Tabella 1 – Prevalenza di condizioni morbose e fattori di rischio negli stat uniti e in 10 paesi europei

 

  Stati Uniti Europa
Malattie cardiache 21,8 11,4
ipertensione 50 32,9
Ipercolestolemia 21,7 19,6
Ictus/malattie cerebrovascolari 5,3 3,5
Diabete 16,4 10,9
Malattie polmonari croniche 9,7 5,4
Asma 4,4 4,3
Artrite 53,8 21,3
Osteoporosi 5 7,8
Cancro 12,2 5,4
Obesità 33,1 17,1
Fumatori 20,9 17,8

Fonte: K.E. Thorpe, D.H. Howard, K. Galactionova, Differences in disease prevalence as a source of the U.S-European health care spending gap, Health Affairs, n. 26, 2007

 

      Oltre quelli sopra descritti, altri fattori sono chiamati in causa nell’incremento della spesa della sanità americana tra i quali l’invecchiamento della popolazione, la medicina “difensiva” che spinge i medici a un eccesso di accertamenti clinici, l’incremento del reddito della popolazione che si accompagna sistematicamente a un aumento della domanda di servizi sanitari e quindi a una crescita della spesa.
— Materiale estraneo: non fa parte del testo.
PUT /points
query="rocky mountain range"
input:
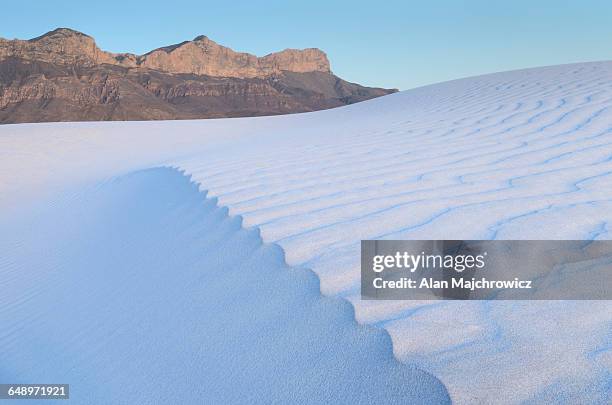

Oltre a questi vi è un fattore più generale riconducile alla natura stessa del sistema sanitario, estremamente frammentato sia sul versante della domanda che dell’offerta, con una molteplicità di centri di potere e responsabilità. Un sistema molto difficile da governare, anche sul piano della spesa, tenuto conto anche del basso profilo tradizionalmente tenuto dal governo federale e dal suo ministero della sanità in questo campo.

 

Note:

 

[1] Executive Office of the President, Council of Economic Advisors, The Economic Case for Health Care Reform, June 2009.

2 Congressional Budget Office, Technological Change and the Growth of Health Care Spending, January 2009.

 

 

(*)Questo aticolo riprende i contenuti del capitolo 3 del libro: G. Maciocco, P. Salvadori, P Tedeschi (a cura di), Le sfide della sanità americana, Il Pensiero Scientifico Editore, Roma, 2010.